Avrete riconosciuto anche voi, suppongo,
il tono con cui il presidente Formigoni ha spiegato giorni fa ai cittadini
lombardi come fosse soprattutto compito loro debellare lo smog con quelli
che lui ha definito “milioni di gesti virtuosi”. Sapete: non superare
i 22° di riscaldamento in casa e in ufficio; far uso moderato dell’automobile
(andare a piedi per i percorsi sotto i due, tre, cinque chilometri, spegnere
il motore ai semafori, controllare la velocità e via dicendo); staccare
la spina della TV quando la si spegne, non eccedere con i condizionatori,
portare sempre il maglione, visto che se ce lo si toglie significa che
si sta inquinando, tenersi alla larga dai caminetti e non eccedere con
le pizzerie, perché la gente non ha idea di quanto siano inquinanti i fuochi
di legna… Insomma, una serie di paterni consigli, ciascuno dei quali
celava un accorato rimprovero per quei conterranei così improvvidi e freddolosi,
così alieni dal podismo su strada, così avidi di pizze e calzoni e tanto
indifferenti al bene comune da lasciare accesi per tutta la notte i led
degli elettrodomestici, senza pensare alla quantità di energia che ogni
lucina rossa o verde può consumare.
Era, in effetti, un tono inconfondibile e lo
si poteva identificare anche senza ascoltare direttamente la voce di chi
queste massime dispensava.
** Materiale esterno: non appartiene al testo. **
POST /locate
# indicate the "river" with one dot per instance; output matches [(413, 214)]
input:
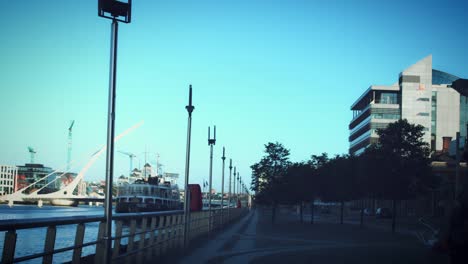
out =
[(31, 241)]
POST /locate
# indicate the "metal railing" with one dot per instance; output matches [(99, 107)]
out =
[(149, 235)]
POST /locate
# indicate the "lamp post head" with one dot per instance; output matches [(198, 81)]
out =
[(119, 10)]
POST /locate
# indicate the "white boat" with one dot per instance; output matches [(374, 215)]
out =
[(148, 196)]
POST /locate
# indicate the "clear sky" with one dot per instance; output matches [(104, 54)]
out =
[(262, 71)]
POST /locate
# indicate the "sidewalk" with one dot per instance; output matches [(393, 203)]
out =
[(256, 240)]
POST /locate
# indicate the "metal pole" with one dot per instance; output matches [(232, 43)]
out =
[(110, 142), (190, 109), (457, 168), (222, 187), (229, 201), (238, 187), (234, 187), (211, 142)]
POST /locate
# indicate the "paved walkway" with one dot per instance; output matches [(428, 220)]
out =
[(256, 240)]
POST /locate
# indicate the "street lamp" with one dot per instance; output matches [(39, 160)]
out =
[(229, 201), (190, 109), (211, 143), (222, 187), (117, 11)]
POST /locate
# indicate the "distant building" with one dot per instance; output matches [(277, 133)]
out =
[(122, 180), (8, 175), (31, 173), (423, 96), (147, 171)]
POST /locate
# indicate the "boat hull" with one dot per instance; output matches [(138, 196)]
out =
[(128, 207), (64, 202)]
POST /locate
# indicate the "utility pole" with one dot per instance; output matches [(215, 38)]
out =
[(457, 168), (229, 200), (211, 143), (234, 187), (117, 11), (190, 109), (222, 187)]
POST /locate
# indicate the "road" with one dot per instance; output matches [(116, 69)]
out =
[(256, 240)]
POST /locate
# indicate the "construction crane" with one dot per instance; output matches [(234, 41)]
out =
[(131, 156), (69, 144), (31, 152)]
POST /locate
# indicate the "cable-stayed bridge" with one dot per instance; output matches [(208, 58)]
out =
[(64, 196)]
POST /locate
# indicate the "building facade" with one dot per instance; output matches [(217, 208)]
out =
[(422, 95), (7, 179), (31, 174)]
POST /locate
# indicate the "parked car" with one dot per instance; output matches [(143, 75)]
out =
[(383, 213)]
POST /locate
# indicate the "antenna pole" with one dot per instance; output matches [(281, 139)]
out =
[(222, 187), (211, 143), (190, 109)]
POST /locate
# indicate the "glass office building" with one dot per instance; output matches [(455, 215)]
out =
[(422, 95)]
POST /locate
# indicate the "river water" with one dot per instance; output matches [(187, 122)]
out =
[(30, 241)]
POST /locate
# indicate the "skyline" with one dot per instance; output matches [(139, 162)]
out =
[(261, 72)]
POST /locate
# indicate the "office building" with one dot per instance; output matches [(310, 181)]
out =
[(7, 179), (423, 96)]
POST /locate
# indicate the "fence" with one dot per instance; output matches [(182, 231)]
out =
[(148, 235)]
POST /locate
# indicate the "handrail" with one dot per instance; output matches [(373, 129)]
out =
[(12, 224), (168, 231)]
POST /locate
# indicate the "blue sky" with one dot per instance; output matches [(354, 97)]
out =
[(261, 71)]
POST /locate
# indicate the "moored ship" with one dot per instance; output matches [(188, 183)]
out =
[(148, 196)]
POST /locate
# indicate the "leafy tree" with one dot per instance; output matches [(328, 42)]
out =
[(268, 174), (317, 181), (403, 162), (298, 185), (340, 180)]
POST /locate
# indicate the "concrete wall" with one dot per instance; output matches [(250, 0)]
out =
[(415, 91), (448, 114)]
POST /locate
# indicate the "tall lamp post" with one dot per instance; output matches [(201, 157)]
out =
[(190, 109), (211, 143), (230, 194), (234, 186), (222, 188), (116, 11)]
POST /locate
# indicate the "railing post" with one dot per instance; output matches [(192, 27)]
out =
[(100, 246), (131, 239), (141, 244), (160, 235), (9, 246), (49, 244), (118, 234), (151, 239), (79, 236)]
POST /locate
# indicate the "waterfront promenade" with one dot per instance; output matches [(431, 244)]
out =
[(256, 240)]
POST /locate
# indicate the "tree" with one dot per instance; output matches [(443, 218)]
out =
[(340, 180), (268, 174), (316, 182), (403, 162)]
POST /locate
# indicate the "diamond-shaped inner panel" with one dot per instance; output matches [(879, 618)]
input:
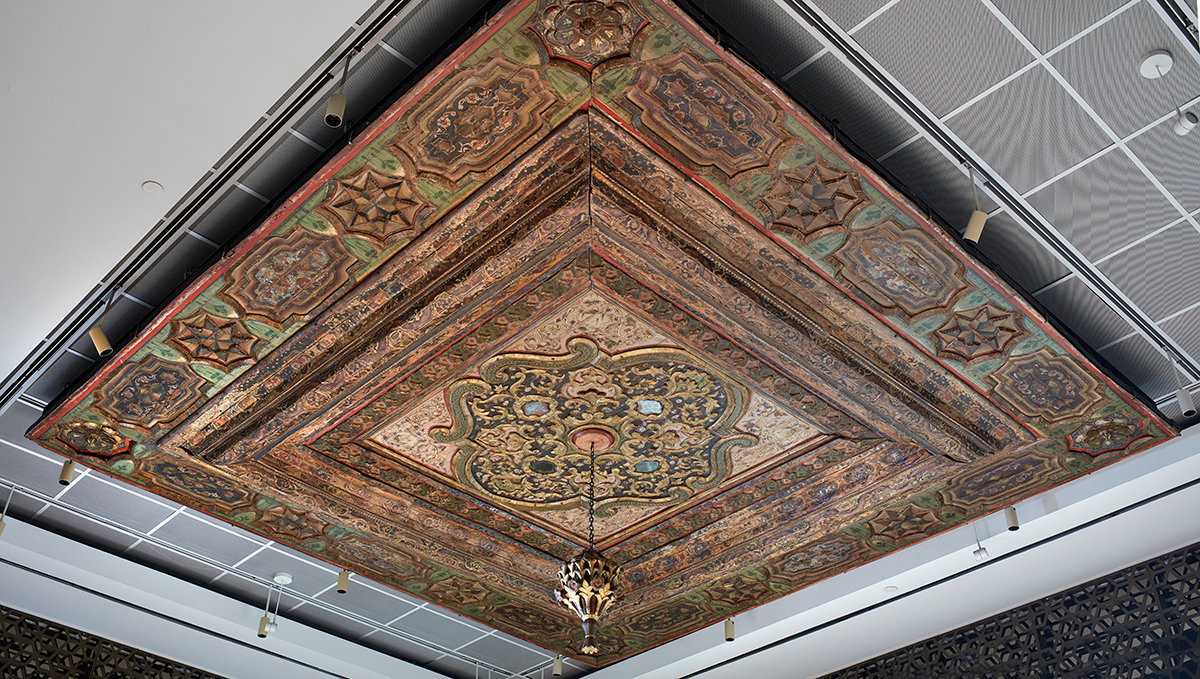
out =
[(594, 376)]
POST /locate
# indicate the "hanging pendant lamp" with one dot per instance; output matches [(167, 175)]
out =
[(587, 582)]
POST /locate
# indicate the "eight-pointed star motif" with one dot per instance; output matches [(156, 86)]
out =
[(811, 197), (207, 337), (978, 332), (375, 204)]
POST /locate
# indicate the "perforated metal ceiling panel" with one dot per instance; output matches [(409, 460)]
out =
[(942, 67), (1029, 130)]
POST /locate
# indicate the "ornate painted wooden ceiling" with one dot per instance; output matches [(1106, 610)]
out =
[(592, 224)]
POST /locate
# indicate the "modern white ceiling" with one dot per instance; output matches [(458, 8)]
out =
[(100, 97)]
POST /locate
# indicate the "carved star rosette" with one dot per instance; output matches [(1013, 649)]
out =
[(588, 31)]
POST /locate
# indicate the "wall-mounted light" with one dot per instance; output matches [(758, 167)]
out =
[(67, 473), (1156, 64), (335, 110)]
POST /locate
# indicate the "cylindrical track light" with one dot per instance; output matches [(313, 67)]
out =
[(335, 110), (67, 473), (1187, 407), (1185, 122), (262, 625), (1186, 404), (975, 227), (978, 218), (99, 338)]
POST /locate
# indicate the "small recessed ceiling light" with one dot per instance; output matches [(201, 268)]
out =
[(1156, 64)]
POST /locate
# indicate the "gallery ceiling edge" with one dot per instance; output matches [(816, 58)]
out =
[(594, 226)]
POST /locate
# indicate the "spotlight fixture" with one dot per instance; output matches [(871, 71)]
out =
[(978, 218), (336, 107), (1187, 407), (99, 340), (5, 512), (981, 552), (1155, 65), (67, 473), (265, 624)]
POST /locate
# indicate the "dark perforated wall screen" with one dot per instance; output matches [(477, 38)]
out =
[(1143, 622)]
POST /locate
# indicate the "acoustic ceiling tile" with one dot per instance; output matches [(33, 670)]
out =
[(1093, 320), (773, 36), (916, 41), (1104, 205), (1049, 24), (1150, 274), (1030, 130), (1185, 329), (936, 184), (829, 86), (1103, 68), (1143, 364), (205, 539), (1173, 160)]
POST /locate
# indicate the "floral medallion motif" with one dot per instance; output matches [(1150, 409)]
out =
[(706, 112), (150, 391), (460, 592), (809, 198), (661, 424), (815, 557), (480, 116), (211, 338), (907, 522), (1108, 434), (195, 482), (375, 204), (976, 332), (895, 266), (1043, 385), (93, 438), (289, 277), (588, 31)]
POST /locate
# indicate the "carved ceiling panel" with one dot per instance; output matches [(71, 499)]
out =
[(592, 226)]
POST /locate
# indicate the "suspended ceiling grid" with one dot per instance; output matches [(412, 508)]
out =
[(1047, 101), (821, 79)]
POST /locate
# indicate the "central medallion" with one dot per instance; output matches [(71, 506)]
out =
[(661, 422)]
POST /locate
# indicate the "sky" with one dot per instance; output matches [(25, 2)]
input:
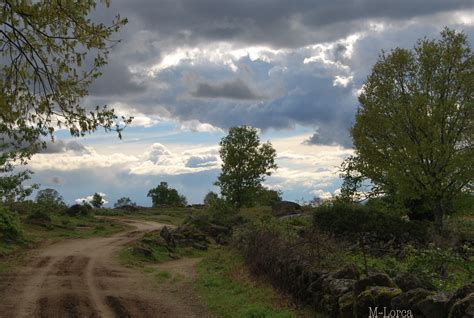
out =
[(189, 70)]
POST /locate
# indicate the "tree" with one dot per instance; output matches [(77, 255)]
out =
[(210, 198), (165, 195), (124, 201), (245, 163), (97, 200), (51, 51), (50, 197), (413, 132)]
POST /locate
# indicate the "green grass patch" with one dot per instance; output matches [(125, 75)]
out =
[(230, 292), (60, 227)]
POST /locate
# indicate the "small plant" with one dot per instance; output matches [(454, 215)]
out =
[(10, 229)]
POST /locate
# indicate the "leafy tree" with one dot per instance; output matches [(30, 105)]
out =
[(266, 197), (413, 133), (97, 200), (163, 194), (245, 163), (210, 198), (51, 52), (50, 197), (124, 201)]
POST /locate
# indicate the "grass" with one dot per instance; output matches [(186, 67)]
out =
[(230, 291), (61, 227)]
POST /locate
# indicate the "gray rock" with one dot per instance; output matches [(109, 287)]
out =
[(374, 297), (376, 279), (408, 281)]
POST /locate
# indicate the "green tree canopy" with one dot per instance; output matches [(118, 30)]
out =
[(97, 200), (413, 133), (165, 195), (245, 163), (124, 201), (49, 197), (51, 51)]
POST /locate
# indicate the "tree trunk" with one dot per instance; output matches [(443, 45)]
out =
[(438, 213)]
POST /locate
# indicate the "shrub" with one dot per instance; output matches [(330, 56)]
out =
[(10, 229), (79, 210), (354, 221)]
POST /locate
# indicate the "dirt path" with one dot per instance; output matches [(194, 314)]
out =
[(82, 278)]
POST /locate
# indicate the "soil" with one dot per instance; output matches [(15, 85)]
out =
[(83, 278)]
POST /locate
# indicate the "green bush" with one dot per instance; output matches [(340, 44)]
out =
[(10, 229), (353, 221)]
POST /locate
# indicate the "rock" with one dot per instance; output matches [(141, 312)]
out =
[(410, 299), (168, 237), (460, 294), (376, 279), (200, 246), (143, 251), (346, 304), (348, 272), (463, 308), (374, 297), (407, 281), (434, 306), (283, 208), (340, 286)]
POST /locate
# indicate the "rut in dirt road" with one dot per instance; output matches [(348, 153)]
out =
[(82, 278)]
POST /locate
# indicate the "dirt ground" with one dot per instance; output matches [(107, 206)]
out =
[(83, 278)]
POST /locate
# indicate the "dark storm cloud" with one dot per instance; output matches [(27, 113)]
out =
[(278, 23), (116, 80), (236, 89), (303, 94), (60, 146)]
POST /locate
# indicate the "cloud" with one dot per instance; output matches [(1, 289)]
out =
[(202, 161), (89, 199), (235, 89), (60, 146)]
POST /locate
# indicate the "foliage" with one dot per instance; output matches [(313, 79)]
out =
[(10, 229), (97, 200), (51, 52), (443, 267), (266, 197), (78, 210), (413, 130), (50, 197), (357, 221), (230, 292), (124, 201), (245, 163), (164, 195)]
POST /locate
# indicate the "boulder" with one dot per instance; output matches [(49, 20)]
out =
[(341, 286), (434, 306), (168, 237), (463, 308), (374, 297), (410, 299), (346, 304), (348, 272), (408, 281), (283, 208), (375, 279), (460, 294)]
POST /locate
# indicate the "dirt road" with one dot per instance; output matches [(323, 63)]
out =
[(82, 278)]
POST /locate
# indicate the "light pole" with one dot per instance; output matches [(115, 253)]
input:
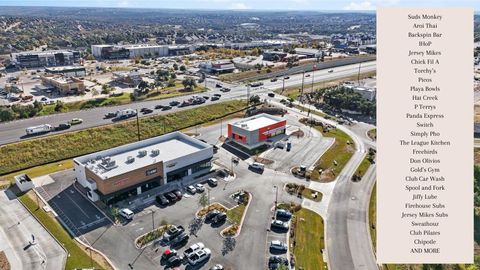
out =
[(276, 200)]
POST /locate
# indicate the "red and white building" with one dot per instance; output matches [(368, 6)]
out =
[(256, 130)]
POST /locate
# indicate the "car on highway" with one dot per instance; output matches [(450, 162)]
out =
[(283, 214), (199, 187), (126, 213), (181, 238), (191, 189), (217, 267), (110, 115), (62, 127), (174, 103), (279, 224), (75, 121), (199, 256), (212, 182), (275, 261), (277, 245), (220, 218), (190, 250), (162, 200), (146, 110)]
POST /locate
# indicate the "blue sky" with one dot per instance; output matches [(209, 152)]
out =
[(247, 4)]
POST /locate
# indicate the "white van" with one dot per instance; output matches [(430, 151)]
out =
[(257, 166), (126, 213)]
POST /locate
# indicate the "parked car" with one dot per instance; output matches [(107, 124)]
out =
[(167, 254), (190, 250), (278, 246), (173, 232), (212, 182), (62, 127), (191, 189), (210, 215), (217, 267), (147, 111), (171, 197), (220, 218), (275, 261), (126, 213), (178, 193), (282, 213), (76, 121), (110, 115), (199, 187), (174, 261), (257, 166), (162, 200), (199, 256), (181, 238), (279, 224)]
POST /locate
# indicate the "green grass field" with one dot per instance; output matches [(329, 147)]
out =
[(340, 152), (309, 240), (26, 154), (77, 258)]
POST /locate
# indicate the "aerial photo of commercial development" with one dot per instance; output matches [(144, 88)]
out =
[(152, 138)]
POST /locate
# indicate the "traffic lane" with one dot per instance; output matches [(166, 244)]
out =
[(15, 130)]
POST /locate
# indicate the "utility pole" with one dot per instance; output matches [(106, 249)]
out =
[(138, 126), (303, 80)]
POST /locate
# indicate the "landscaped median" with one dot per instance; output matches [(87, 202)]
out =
[(26, 154), (77, 257)]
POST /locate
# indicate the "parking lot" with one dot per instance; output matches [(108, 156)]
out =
[(79, 214)]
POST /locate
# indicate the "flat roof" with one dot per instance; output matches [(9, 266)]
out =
[(115, 161), (257, 121)]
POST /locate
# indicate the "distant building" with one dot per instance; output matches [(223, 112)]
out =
[(68, 71), (131, 169), (218, 67), (309, 53), (274, 56), (65, 85), (111, 52), (254, 131), (33, 59)]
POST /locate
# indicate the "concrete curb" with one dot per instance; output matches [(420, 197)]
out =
[(250, 198), (45, 228)]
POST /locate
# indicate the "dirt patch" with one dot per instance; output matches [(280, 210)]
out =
[(4, 264)]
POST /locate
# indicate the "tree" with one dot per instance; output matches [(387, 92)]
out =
[(203, 200), (189, 83)]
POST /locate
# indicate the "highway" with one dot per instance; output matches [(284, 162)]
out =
[(15, 130)]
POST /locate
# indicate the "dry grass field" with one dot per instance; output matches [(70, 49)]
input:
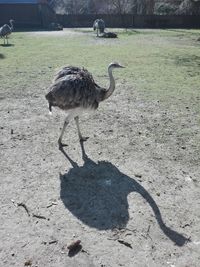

Era il tono del medico quando ci avvisa
che le nostre magagne, grandi o piccole, ce le siamo volute noi, eccedendo
nel cibo o nelle bevande o rifiutandoci ostinatamente di fare del moto;
quello del professore che spiega che se i suoi alunni, dopo dodici anni
di storia dell’obbligo e cinque di superiori, non sanno distinguere un
sonetto da un motore diesel, dipende tutto dalla loro scarsa applicazione
allo studio; dell’assessore che si ostina a ripetere che i rifugiati dormono
per la strada perché si rifiutano con pervicacia di accettare le generose
proposte del suo ufficio. Il tono, insomma, di chi, grazie al potere
di cui è di volta in volta investito, trasforma in colpevoli i malati,
gli ignoranti, i bisognosi. È prerogativa del potere, in effetti,
distinguere chi è “colpevole” di qualcosa da chi non lo è e se il pio
Formigoni, se non altro, può invocare a sostegno dei propri convincimenti
in merito il racconto biblico della cacciata dall’Eden, per il quale –
appunto – la presenza del male nel mondo si spiega con una colpa originaria,
è sempre un po’ strano ritrovare il concetto in contesti che, in teoria,
dovrebbero essere un po’ più laici del suo.
Naturalmente, le cose non sono così semplici
e il problema è che in quelle imputazioni c’è almeno una parte di verità.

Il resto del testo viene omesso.